In the summer of 1944, U.S. Marines captured the island of Saipan, part of the Mariana Islands. Securing the island was considered crucial in the Allied plan to use the island as an air base for B-29 bomber raids on the Japan mainland.
The U.S. completed an airstrip in the island’s northern Marpi area, storing vast amounts of ordnance in the surrounding area for what military planners thought would be an inevitable invasion of the mainland.
With the detonation of atomic bombs on Japan in August 1945, that final attack wasn’t necessary. But untold tons of ordnance left behind by Japanese and U.S. forces are now buried and overgrown on the island, which remain a threat, particularly during construction.
Unexploded ordnance cleanup was attempted in the 1950s and again in the 1960s in the Marpi area, but most of it remained untouched.
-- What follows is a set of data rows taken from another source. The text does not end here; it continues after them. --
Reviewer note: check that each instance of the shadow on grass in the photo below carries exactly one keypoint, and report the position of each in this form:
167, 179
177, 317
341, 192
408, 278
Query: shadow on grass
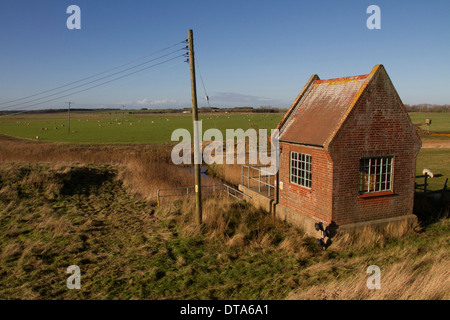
84, 181
432, 207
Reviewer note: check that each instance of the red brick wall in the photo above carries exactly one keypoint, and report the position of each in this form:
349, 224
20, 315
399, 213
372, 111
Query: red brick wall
314, 202
377, 126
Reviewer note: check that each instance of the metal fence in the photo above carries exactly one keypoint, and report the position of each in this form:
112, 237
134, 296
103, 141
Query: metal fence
208, 189
258, 177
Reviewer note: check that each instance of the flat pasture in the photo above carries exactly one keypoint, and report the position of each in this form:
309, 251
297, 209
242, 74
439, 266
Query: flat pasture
124, 127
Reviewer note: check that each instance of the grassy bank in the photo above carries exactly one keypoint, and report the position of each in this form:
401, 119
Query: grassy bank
54, 216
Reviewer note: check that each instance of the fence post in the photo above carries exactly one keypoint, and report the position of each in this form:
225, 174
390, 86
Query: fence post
157, 197
425, 185
259, 181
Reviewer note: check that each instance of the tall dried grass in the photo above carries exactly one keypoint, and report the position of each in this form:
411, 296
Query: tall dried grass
143, 168
426, 278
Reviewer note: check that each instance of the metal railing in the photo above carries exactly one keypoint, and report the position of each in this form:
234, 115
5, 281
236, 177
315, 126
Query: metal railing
261, 176
209, 189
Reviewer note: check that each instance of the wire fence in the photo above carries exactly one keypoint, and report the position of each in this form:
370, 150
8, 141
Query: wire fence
208, 190
259, 178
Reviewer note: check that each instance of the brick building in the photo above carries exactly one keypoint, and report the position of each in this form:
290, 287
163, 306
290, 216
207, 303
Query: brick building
347, 154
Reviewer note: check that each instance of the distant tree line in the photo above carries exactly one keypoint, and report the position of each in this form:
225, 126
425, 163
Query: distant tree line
427, 108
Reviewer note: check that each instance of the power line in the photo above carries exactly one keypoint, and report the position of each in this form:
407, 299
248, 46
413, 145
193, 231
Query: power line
90, 82
95, 75
103, 83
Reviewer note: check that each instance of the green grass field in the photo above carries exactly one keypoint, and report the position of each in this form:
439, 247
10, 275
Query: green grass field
102, 127
440, 122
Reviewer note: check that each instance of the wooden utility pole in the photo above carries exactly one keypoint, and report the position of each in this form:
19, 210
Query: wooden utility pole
69, 103
198, 187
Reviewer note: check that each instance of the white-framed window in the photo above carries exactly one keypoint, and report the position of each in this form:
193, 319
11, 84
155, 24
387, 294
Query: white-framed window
301, 169
375, 174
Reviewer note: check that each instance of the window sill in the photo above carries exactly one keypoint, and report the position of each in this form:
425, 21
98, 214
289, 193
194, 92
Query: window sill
376, 194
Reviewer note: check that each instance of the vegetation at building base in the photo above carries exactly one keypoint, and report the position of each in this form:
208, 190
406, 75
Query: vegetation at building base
53, 216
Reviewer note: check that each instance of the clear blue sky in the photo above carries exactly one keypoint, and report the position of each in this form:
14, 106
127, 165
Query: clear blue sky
250, 52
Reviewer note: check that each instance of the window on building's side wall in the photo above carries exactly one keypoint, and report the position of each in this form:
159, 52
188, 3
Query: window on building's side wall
375, 174
301, 169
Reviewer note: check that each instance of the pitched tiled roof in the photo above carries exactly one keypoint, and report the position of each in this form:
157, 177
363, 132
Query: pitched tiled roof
321, 108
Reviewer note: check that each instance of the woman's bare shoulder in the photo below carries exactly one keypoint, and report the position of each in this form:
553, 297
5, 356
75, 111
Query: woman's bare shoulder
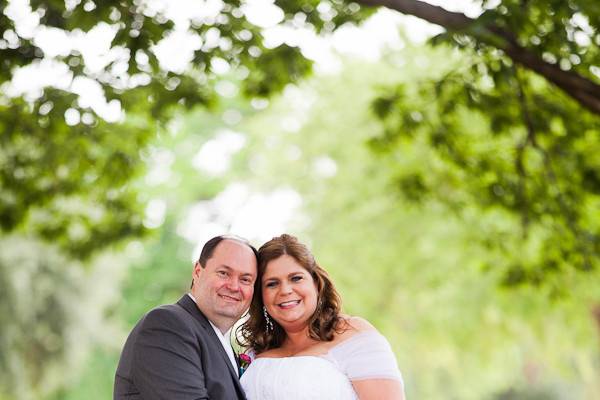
351, 325
271, 353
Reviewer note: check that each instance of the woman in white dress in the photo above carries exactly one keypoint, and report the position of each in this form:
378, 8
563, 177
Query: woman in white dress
304, 347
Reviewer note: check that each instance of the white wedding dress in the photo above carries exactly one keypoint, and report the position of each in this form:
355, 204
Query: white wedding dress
366, 355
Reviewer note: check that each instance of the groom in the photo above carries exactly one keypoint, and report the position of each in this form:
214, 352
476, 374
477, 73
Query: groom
182, 351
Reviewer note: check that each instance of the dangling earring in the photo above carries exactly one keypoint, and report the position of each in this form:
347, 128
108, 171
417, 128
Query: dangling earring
269, 324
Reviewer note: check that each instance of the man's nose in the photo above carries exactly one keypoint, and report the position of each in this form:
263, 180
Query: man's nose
233, 284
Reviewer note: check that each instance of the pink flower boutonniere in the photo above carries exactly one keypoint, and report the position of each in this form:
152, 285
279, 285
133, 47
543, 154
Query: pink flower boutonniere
245, 361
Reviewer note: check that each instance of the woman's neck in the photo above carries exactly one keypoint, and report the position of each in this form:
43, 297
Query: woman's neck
297, 341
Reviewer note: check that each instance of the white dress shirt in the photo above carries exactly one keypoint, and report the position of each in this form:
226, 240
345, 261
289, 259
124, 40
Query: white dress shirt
223, 338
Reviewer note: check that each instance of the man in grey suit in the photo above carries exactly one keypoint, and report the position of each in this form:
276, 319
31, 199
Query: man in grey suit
181, 351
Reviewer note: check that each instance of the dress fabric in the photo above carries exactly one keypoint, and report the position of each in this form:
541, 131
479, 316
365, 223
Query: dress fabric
366, 355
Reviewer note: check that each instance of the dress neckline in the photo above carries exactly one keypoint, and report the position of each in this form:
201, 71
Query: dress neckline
324, 355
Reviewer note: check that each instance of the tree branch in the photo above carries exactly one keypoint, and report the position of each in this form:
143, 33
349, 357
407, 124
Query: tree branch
581, 89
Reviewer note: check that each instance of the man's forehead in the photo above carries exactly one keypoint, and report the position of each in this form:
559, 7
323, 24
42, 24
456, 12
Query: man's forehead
229, 251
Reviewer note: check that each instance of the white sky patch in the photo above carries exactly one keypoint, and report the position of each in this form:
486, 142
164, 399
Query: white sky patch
95, 46
176, 51
255, 216
31, 79
214, 157
262, 13
182, 12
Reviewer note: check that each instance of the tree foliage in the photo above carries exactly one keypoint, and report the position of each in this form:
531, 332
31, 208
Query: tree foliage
494, 135
46, 166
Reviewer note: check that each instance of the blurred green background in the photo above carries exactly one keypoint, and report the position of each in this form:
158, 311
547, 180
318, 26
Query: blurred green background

In 2006, the U.S. Environmental Protection Agency began awarding grants for cleanup in the Marpi area to facilitate plans for construction of 500 new homes.
Saipan’s Department of Public Safety and EOD technicians from the U.S. Navy and Air Force have been working together to clear some of that UXO.
During three exercises this past year, those combined agencies collected 2,600 pounds of UXO for disposal, according to Joint Region Marianas.
Some of the munitions are destroyed by using C-4 explosives.